Real Estate

How Naperville is Handling its Affordable Housing Shortage

Naperville is starting to fill its affordable housing void, five years after the southwest Chicago suburb was flagged for its lack of such properties.

The Illinois Housing Development Authority recently accepted Naperville’s affordable housing plan that was submitted earlier this year, indicating progress in tackling the long-standing issue, the Chicago Tribune reported.

However, the state agency will release an updated report on which Illinois towns have insufficient affordable housing, and it’s possible that Naperville is flagged again. If that happens, officials will have to amend its newly approved plan or create a new one.

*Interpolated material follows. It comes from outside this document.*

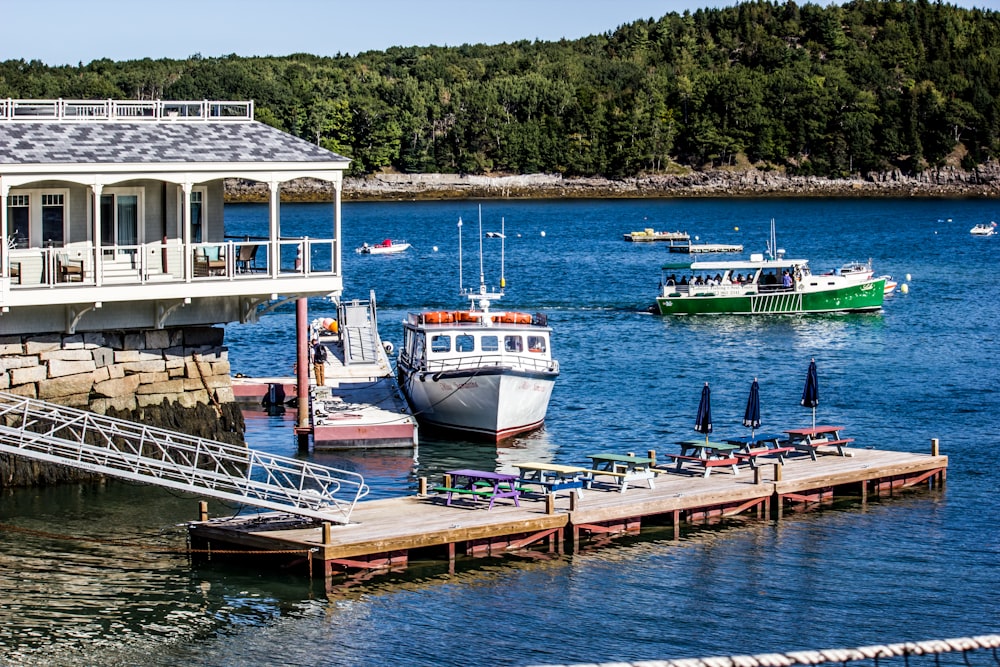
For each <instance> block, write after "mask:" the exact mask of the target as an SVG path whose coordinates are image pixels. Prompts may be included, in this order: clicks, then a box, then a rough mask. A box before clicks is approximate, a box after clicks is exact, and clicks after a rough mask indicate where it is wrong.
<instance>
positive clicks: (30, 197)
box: [7, 195, 31, 248]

The city’s plan reflects ongoing initiatives to increase its affordable housing supply. Naperville had been cited in three previous reports — 2004, 2013, and 2018 — for not meeting affordability standards set by Illinois’ Affordable Housing Planning and Appeal Act of 2003.

Naperville’s relevant initiatives include leveraging publicly-owned land for an affordable housing complex, preserving so-called “naturally occurring affordable housing,” establishing a rehabilitation loan fund for low-income seniors and creating a housing trust fund for specific populations.

To avoid being called out for scarce affordability, at least 10 percent of a town’s housing stock must be considered affordable, except for towns with a population less than 1,000. The city’s housing plan indicates the need for an additional 1,263 affordable units and up to 13,000 units by 2040 to meet the state’s minimum requirement, the outlet reported.

However, meeting this requirement could be challenging given the limited amount of developable land in the suburb.

Naperville’s efforts to address its affordability issue have been ongoing, with a focus on implementing recommendations from a Housing Needs Assessment conducted in 2019. The city aims to continue making progress on its plans, which includes an incentive program for developers to build affordable housing and ongoing projects to meet the state’s standards.